Conversely, a sustained decline in total ERC20 stablecoin supply typically indicates redemption activity, where capital is exiting the crypto system back into fiat. This reduces the overall liquidity base and makes durable rallies harder to sustain. Because changes in supply often occur before price adjustments, this metric is best interpreted as a leading indicator for trend shifts rather than a confirmation tool.
While total supply measures capital presence, stablecoin exchange balances track capital readiness. These balances represent stablecoins already sitting on trading venues, immediately available to buy crypto assets. Rising exchange balances suggest that investors are positioning liquidity in anticipation of deployment, which tends to strengthen short-term rebound potential and supports local price stability.

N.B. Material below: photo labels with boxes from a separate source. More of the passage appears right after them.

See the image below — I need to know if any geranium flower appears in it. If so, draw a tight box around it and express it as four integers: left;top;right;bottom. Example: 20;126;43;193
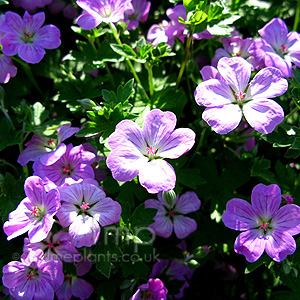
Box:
32;144;95;190
76;0;131;30
0;11;61;64
249;18;300;78
57;182;121;248
129;278;168;300
145;192;201;239
106;109;195;194
3;176;60;243
222;184;300;262
17;124;79;166
2;250;64;300
194;57;288;134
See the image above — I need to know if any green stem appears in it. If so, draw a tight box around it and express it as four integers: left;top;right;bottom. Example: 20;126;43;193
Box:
175;26;194;90
293;0;300;31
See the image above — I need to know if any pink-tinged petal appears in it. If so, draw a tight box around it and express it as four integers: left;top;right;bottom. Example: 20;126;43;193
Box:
39;144;66;166
251;183;281;220
106;146;148;181
271;204;300;235
56;202;79;227
173;216;197;239
222;198;257;231
258;18;288;49
71;278;94;300
234;230;266;262
143;109;176;149
18;43;46;64
243;99;284;134
108;120;147;151
217;57;252;93
245;67;288;99
265;52;293;78
156;128;196;159
175;192;201;214
194;79;236;107
69;214;100;248
88;198;122;226
202;104;242;134
266;229;296;262
139;159;176;194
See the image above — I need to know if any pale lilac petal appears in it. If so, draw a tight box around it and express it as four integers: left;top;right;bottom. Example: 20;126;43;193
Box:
88;198;122;226
245;67;288;99
173;216;197;239
217;57;252;93
243;99;284;134
222;198;257;231
194;79;236;107
139;159;176;194
69;214;100;248
175;192;201;214
156;128;196;159
202;104;242;134
234;230;266;262
251;183;281;220
265;228;296;262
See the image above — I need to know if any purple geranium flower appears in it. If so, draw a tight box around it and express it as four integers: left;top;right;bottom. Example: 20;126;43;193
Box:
2;250;64;300
0;54;17;83
249;18;300;78
222;184;300;262
129;278;168;300
17;124;79;166
145;192;201;239
124;0;151;30
76;0;131;30
194;57;288;134
106;109;195;194
55;275;94;300
0;11;61;64
32;144;95;190
57;182;121;248
3;176;60;243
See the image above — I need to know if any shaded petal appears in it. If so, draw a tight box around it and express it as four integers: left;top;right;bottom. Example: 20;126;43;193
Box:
266;229;296;262
234;230;266;262
139;159;176;194
251;183;281;220
173;216;197;239
217;57;252;93
156;128;196;159
175;192;201;214
202;104;242;134
245;67;288;99
194;79;235;107
222;198;257;231
243;99;284;134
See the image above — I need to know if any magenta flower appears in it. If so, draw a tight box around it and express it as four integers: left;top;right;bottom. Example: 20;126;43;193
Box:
3;176;60;243
32;144;95;190
57;182;121;248
76;0;131;30
0;11;61;64
0;54;17;83
106;109;195;194
222;184;300;262
194;57;288;134
2;250;64;300
249;18;300;78
17;124;79;166
124;0;151;30
129;278;168;300
55;275;94;300
145;192;201;239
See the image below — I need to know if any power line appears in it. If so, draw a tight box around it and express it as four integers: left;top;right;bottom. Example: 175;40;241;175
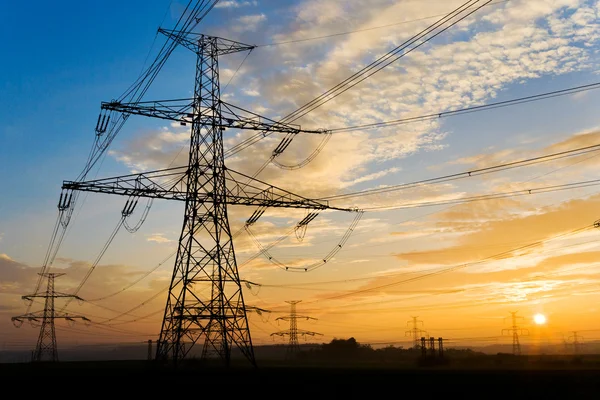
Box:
225;0;491;158
329;82;600;133
363;179;600;211
321;144;600;201
302;224;594;303
256;0;510;48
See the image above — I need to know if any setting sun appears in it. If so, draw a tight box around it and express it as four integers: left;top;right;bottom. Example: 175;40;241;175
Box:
533;314;546;325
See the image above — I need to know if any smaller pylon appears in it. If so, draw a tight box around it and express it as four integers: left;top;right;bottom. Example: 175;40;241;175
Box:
569;331;583;355
271;300;322;359
502;311;529;356
404;317;427;349
11;273;89;362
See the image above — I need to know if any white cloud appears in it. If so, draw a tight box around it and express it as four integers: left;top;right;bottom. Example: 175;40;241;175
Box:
146;233;174;243
232;14;267;33
215;0;258;8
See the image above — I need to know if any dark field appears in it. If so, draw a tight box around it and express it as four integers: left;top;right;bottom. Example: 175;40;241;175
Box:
0;360;600;399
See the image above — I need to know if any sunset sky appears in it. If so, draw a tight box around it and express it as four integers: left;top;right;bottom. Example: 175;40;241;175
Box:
0;0;600;356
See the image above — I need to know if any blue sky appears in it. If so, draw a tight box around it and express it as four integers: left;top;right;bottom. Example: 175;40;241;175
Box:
0;0;600;354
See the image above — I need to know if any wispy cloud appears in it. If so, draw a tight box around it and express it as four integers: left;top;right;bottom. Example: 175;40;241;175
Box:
215;0;258;8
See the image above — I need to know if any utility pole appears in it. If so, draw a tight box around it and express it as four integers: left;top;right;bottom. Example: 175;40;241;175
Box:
62;29;361;366
569;331;583;355
271;300;322;359
502;311;529;355
404;317;427;349
11;273;89;362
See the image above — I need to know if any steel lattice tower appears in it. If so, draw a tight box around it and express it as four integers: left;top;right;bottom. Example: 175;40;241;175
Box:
502;311;529;355
404;317;427;349
11;273;88;362
62;29;360;366
271;300;321;359
569;331;583;355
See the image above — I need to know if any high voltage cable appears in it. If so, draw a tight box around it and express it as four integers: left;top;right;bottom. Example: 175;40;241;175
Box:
256;0;510;48
363;179;600;211
329;82;600;133
282;0;492;121
225;0;491;158
319;144;600;201
27;0;218;311
305;224;594;304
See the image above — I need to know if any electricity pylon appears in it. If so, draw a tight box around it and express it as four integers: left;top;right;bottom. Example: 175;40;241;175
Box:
569;331;583;355
502;311;529;355
11;273;89;362
271;300;322;359
404;317;427;349
62;29;359;366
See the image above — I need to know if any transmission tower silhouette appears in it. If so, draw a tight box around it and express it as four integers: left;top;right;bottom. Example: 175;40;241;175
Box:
271;300;322;359
11;273;89;362
502;311;529;355
569;331;583;355
62;28;359;366
404;317;427;349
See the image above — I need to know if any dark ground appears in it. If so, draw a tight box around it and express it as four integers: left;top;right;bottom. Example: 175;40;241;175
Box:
0;360;600;400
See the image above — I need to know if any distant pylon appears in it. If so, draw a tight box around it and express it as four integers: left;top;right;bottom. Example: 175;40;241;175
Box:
569;331;583;355
11;273;89;362
271;300;322;359
404;317;427;349
502;311;529;356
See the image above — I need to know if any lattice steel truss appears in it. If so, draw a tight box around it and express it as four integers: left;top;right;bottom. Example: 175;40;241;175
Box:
63;29;358;365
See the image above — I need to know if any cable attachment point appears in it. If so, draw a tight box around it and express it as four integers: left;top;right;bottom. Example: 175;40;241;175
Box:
58;191;73;211
294;212;319;242
96;112;110;136
245;207;266;227
121;197;139;217
271;133;295;157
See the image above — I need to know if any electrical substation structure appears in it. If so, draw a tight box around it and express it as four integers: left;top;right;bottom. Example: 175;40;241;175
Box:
11;273;89;362
62;29;359;365
271;300;322;359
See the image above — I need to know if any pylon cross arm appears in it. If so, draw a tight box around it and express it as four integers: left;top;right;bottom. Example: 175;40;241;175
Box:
100;99;327;134
62;165;359;212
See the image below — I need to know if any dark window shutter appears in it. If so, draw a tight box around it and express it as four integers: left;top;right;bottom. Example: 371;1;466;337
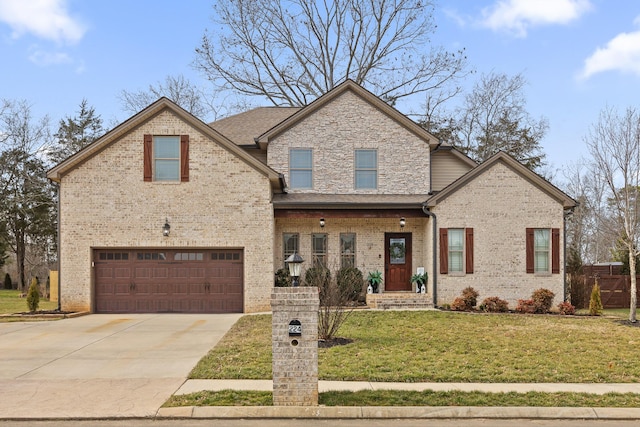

Falling exchange balances, by contrast, indicate that capital is either being withdrawn to self-custody or has already been used. In isolation, declining exchange balances can sometimes be neutral if total supply remains stable, implying internal rotation. However, when exchange balances fall alongside a declining total supply, the signal shifts toward capital leaving the market entirely rather than repositioning within it.
Viewed together, these two indicators help separate capital waiting on the sidelines from capital exiting the system. Expansion in total supply with flat or rising exchange balances typically aligns with constructive market conditions. Contraction in both metrics points to tightening liquidity and weaker support for sustained upside.
In the current environment, the key question is not whether price can bounce, but whether liquidity conditions can stabilize. Durable market recoveries tend to follow a clear sequence: stablecoin supply stops contracting first, then exchange balances begin to rebuild. Until that process is visible on-chain, upside moves are more likely to remain reactive rather than structurally supported.